2. Comunismo universal: a segunda


alternativa é o comunismo universal, em que
todos possuem os corpos de todos, o que passa
pelo teste da universalização, embora ainda não
respeite o axioma da autopropriedade. Ao
contrário da escravidão, essa regra é impossível
de ser posta em prática, porque a ação de
qualquer pessoa demandaria a autorização de
todos os outros, que possuem seu corpo. Mas a
autorização também não poderia ser efetivada,
pois, para falar, as pessoas deveriam ter
autorização prévia, e assim a humanidade inteira
se colocaria em estado de imobilidade e morreria.

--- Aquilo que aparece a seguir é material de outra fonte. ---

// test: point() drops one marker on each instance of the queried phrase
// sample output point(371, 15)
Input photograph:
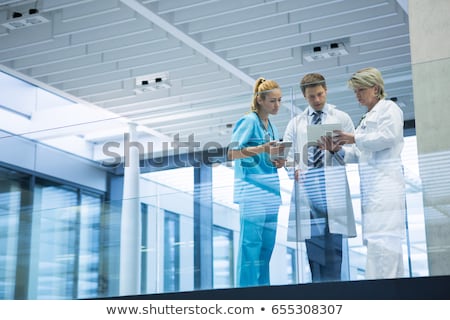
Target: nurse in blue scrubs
point(257, 185)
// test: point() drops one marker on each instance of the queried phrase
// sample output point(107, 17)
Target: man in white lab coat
point(321, 211)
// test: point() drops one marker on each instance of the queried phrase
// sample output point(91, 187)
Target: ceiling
point(212, 51)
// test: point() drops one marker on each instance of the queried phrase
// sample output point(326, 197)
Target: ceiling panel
point(212, 50)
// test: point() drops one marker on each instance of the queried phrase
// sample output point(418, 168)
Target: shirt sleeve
point(242, 134)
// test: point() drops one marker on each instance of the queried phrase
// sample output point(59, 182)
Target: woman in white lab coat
point(377, 146)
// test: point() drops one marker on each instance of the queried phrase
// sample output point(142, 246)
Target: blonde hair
point(261, 88)
point(368, 78)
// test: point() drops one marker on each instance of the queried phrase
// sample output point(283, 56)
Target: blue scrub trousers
point(259, 219)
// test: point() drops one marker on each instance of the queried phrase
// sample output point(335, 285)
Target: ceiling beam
point(177, 33)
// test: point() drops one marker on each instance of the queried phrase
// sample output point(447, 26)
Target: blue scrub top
point(258, 169)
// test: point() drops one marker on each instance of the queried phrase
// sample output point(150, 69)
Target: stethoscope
point(269, 135)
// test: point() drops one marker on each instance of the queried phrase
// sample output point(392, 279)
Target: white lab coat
point(378, 146)
point(340, 211)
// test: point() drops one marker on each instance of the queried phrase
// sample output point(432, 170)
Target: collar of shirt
point(324, 112)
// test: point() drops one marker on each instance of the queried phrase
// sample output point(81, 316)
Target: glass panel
point(171, 252)
point(223, 262)
point(57, 224)
point(89, 243)
point(11, 193)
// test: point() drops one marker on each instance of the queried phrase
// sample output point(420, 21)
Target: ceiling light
point(152, 82)
point(20, 20)
point(324, 51)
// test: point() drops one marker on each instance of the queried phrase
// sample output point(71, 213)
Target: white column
point(130, 229)
point(430, 59)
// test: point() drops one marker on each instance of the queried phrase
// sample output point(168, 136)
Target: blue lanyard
point(269, 135)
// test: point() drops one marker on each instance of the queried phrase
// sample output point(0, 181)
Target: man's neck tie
point(315, 154)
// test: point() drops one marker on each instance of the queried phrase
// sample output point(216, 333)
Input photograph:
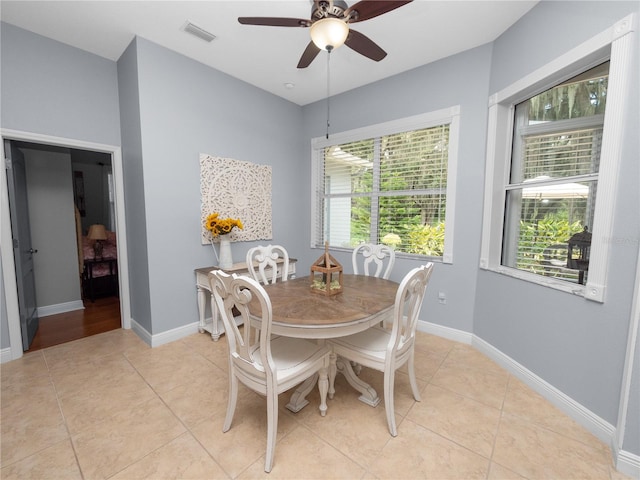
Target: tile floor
point(108, 406)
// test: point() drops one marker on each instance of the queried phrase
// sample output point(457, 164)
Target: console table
point(214, 325)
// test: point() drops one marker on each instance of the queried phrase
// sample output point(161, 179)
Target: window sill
point(562, 285)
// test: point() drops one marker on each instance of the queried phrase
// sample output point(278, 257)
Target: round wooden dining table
point(300, 312)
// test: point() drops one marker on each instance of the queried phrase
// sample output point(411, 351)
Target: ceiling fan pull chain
point(328, 87)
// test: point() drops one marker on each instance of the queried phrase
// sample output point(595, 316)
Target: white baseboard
point(445, 332)
point(60, 308)
point(5, 355)
point(593, 423)
point(628, 463)
point(164, 337)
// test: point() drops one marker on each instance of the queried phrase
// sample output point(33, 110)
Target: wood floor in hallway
point(99, 316)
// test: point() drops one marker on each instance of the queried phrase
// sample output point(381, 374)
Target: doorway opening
point(107, 161)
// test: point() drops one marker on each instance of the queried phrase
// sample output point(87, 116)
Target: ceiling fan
point(329, 26)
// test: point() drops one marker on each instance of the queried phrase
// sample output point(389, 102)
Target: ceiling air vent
point(199, 32)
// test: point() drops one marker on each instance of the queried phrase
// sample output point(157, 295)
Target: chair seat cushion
point(372, 342)
point(289, 353)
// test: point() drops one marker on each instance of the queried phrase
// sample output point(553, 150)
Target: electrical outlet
point(442, 298)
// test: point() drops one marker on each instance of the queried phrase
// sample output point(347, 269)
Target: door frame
point(6, 254)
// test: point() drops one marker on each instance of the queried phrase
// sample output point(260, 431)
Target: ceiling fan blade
point(275, 21)
point(309, 54)
point(364, 10)
point(364, 45)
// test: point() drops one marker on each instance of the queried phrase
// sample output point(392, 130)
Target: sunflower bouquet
point(221, 226)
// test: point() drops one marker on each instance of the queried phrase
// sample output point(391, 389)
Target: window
point(390, 184)
point(553, 181)
point(552, 166)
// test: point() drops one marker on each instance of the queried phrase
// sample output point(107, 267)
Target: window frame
point(616, 45)
point(449, 116)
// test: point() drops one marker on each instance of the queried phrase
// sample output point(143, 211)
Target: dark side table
point(89, 265)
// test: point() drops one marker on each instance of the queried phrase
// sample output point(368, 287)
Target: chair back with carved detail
point(265, 364)
point(384, 349)
point(373, 260)
point(263, 264)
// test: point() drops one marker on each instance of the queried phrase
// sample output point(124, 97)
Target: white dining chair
point(368, 256)
point(269, 366)
point(384, 349)
point(262, 263)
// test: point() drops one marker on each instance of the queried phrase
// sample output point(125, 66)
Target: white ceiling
point(416, 34)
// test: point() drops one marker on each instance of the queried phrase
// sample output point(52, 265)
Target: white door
point(22, 249)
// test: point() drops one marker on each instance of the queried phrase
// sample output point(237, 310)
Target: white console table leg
point(202, 301)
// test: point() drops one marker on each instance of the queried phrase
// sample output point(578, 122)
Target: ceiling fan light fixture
point(329, 33)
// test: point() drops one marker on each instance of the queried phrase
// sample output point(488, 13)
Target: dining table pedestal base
point(368, 394)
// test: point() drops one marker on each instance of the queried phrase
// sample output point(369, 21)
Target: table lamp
point(98, 234)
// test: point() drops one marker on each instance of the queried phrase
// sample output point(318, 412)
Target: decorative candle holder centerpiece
point(326, 274)
point(220, 228)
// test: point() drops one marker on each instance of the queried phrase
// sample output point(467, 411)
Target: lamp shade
point(329, 33)
point(97, 232)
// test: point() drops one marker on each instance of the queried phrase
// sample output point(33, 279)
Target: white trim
point(6, 254)
point(5, 355)
point(446, 116)
point(60, 308)
point(627, 374)
point(424, 120)
point(627, 463)
point(445, 332)
point(498, 152)
point(593, 423)
point(174, 334)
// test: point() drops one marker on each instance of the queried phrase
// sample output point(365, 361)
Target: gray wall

A única regra razoável é, então, a da


autopropriedade.

Sobre a questão da ordem social, que


envolve o problema da alocação de títulos de
propriedade (o que é de quem), há as seguintes
alternativas:

1. Apropriação original (primeiro usuário,


primeiro dono): é a regra correta e compatível
com a Ética, pois não implica agressão a
inocentes. Conforme o princípio da apropriação
original, o primeiro sujeito a "misturar seu
trabalho" (Locke) com uma terra sem dono
torna-se o dono dessa terra. Sua negação leva a
uma autocontradição, uma vez que, para que
qualquer ação seja realizada, uma apropriação
original anterior é necessária. Portanto, o
indivíduo que negar tal regra precisa concordar
implicitamente com sua validade antes.

2. O segundo (ou terceiro, ou quarto...) a


chegar a uma terra torna-se o dono dela: essa
regra, além de estabelecer um critério arbitrário
(por que o segundo e não o terceiro ou o décimo
ou o primeiro?), geraria conflitos ao invés de
evitá-los: quem chegou primeiro não precisou
expulsar ninguém, mas quem chegar depois
precisará iniciar agressão contra indivíduos
pacíficos para pôr a regra pervertida em prática.
Uma regra que gera conflitos deve ser descartada,
porquanto está servindo ao propósito contrário
ao de uma regra.

3. Declaração verbal: qualquer coisa é


possuída através de uma mera declaração verbal.
Assim se poderia possuir um pedaço de terra
apenas ao dizer "essa porção de terra é minha".
Como as pessoas não iriam concordar umas com
as declarações das outras, tal norma levaria ao
caos e, portanto, deve ser rejeitada. Essa é a regra
usada pelo Estado para adquirir terra e qualquer
outra coisa.

Um critério de apropriação deve ser


objetivo, ou intersubjetivamente verificável, e
respeitar a Ética. O único que cumpre esses
requisitos é o princípio da apropriação original.

Ao serem postas em práticas, tais normas


criariam uma sociedade baseada no
reconhecimento da propriedade privada e do
contratualismo, e logicamente sem Estado.